Thursday, May 28, 2009

End online plagiarism with dialogue (it's free!)

Curbing student plagiarism doesn’t have to involve purchasing expensive software from companies like iParadigms that offer to detect academically suspicious writing. A simple curriculum design precludes the entire problem without having to spend money. Simply divide the writing assignment into small sequences, having students write more frequently, in shorter bursts. Pair students together and have each student respond to the other’s latest writing. Evaluation of the ensuing dialogue now focuses on the ability for students to grasp and analyze concepts in an intellectual environment that is dynamic and modal. Not only is this a pedagogically interesting exercise in itself, as it efficiently maximizes critical thinking skills, but think about how difficult it would be for a student to plagiarize or outsource this type of an exercise to an online paper mill. The millers don’t have time fabricate verisimilitude in writing assignments that are contingent upon what another mind will be saying every other day.

Plagiarism and low-integrity writing thrives in a student-controlled soliloquoy. With zero human interaction as the typical writing assignment unfolds, the plagiarist is free to concoct a hermetically sealed system of claims and counterclaims, lending the document an air of intellectual rigor. In this game students can encrypt their plagiarism strategies with varying degrees of success, the most sophisticated attempts requiring the most sophisticated software to detect.

Yet, personally, I wouldn’t spend time blaming or punishing plagiarists when there is simply so much to reform in undergraduate programs that exploiting the writing assignment as a way to contain the frightful demand that huge numbers of students pose on a limited group of university instructors. That’s right, writing assignments don’t cause the instructor more work, they create the least amount of work possible because they position and reduce the role of instruction to evaluating final products (instead of intermittent coaching + evaluation).

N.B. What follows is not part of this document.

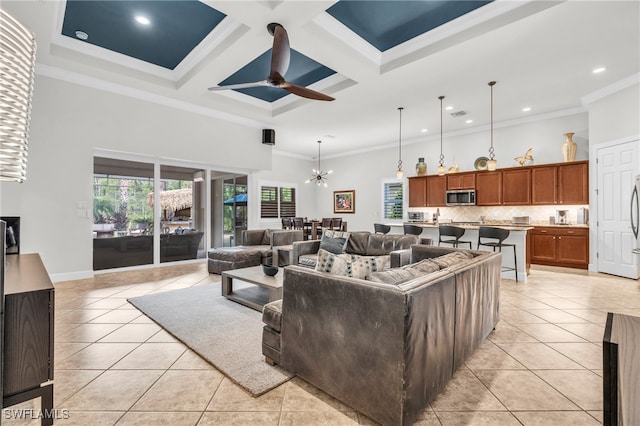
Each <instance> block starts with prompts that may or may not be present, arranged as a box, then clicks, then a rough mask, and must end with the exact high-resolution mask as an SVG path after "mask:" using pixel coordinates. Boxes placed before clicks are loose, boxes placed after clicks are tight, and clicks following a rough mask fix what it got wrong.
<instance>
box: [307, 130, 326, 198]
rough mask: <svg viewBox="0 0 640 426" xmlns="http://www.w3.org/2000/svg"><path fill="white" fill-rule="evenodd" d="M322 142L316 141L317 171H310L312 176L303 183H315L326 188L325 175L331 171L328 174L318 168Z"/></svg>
mask: <svg viewBox="0 0 640 426" xmlns="http://www.w3.org/2000/svg"><path fill="white" fill-rule="evenodd" d="M321 143H322V141H318V169H312V172H313V175H311V177H310V178H309V179H307V180H306V181H305V182H304V183H310V182H315V184H316V185H318V186H320V185H324V187H325V188H326V187H327V186H328V185H327V175H328V174H331V173H333V170H329V171H328V172H323V171H322V169H321V168H320V144H321Z"/></svg>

So often, and sadly, academia will respond by embracing an American Idol model for evaluating student performance. In it, the student is asked to present the intellectual work that is rehearsed in isolation and away from the evaluator’s eyes. In American Idol, it is only after the performance has been rehearsed to its fullest potential that the judges will observe the final product and voice their ephemeral feedback and stamp of judgment. It is the same in academia and, for lack of a better term, I call it the “product-over-process model” of academic correspondence. This model in academic evaluation conveniently eliminates the valuable, but costly moments that could be exploited between a student and a teacher as the writing assignment undergoes its formation. Also, it is a system that begs to be gamed. If teachers are going to continue to only ask for “final” and “processed” writing, then they risk being fed everything and anything. As a consequence, the liabilities and software detection bills keep piling up. Let’s face it, undergraduate academia, with its emphasis on evaluating intellectual products over processes, is guilty of embodying and propagating a system that values singular impressions instead of socratic experiences and as a consequence of that, deserves any mess that this would put them in.

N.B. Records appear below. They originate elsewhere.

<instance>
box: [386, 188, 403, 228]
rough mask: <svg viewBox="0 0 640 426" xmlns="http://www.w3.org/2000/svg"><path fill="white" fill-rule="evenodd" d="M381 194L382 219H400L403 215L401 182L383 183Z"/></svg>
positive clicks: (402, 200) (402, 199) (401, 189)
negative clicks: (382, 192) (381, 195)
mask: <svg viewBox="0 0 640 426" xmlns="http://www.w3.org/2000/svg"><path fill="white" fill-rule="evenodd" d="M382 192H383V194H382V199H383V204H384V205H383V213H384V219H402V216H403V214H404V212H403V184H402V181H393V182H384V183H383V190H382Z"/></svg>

Luckily, an undergraduate program that shrewdly exploits the peer-to-peer writing exercise proposed above can continue to preserve its evaluator resources in the face of large student populations and simultaneously maintain a pedagogy that upholds sustainable thinking.

Friday, May 8, 2009

New idea for a wiki? Object-driven history project

I trapped an idea this morning and it makes me wonder if something like it might exist somewhere in the world of collaborative knowledge production:

A written history of the world that is driven by an online, collaboratively-assembled catalogue of the historical objects and sources that have formed the histories we have read. Its the idea that if every historical claim can be traced back to artefact evidence, then maybe a new historical project can begin to rewrite a history that catalogues all historical objects housed in public/private collections first, then used to fleshed out the narrative afterwards. I’m imagining this done on a wiki, where people can simply try to obtain as many available digital photographic evidence of vases, scrolls, hand-written accounts, whatever and then organize them into a master chronology within the wiki space. There can even be geopositional links that point readers to where these objects may be located (in addition, offering them information on how to access them, who has studied them, etc.) These images could also have trackback links to certain written accounts that have relied on the evidence to fuel their historical narratives. Text in the body associates itself directly and immediately to the sources which form the outline of the project. Text is principally used to describe how these sources have been used by historians. In later versions of this project, master historical narratives could be added as a way to lend “surfability” for student audiences.

I credit the inspiration for this idea, by the way, to an excellent grad-level methods course I took with Sandra Braman in 2006, who had me read Hayden White’s “Tropics of Discourse”.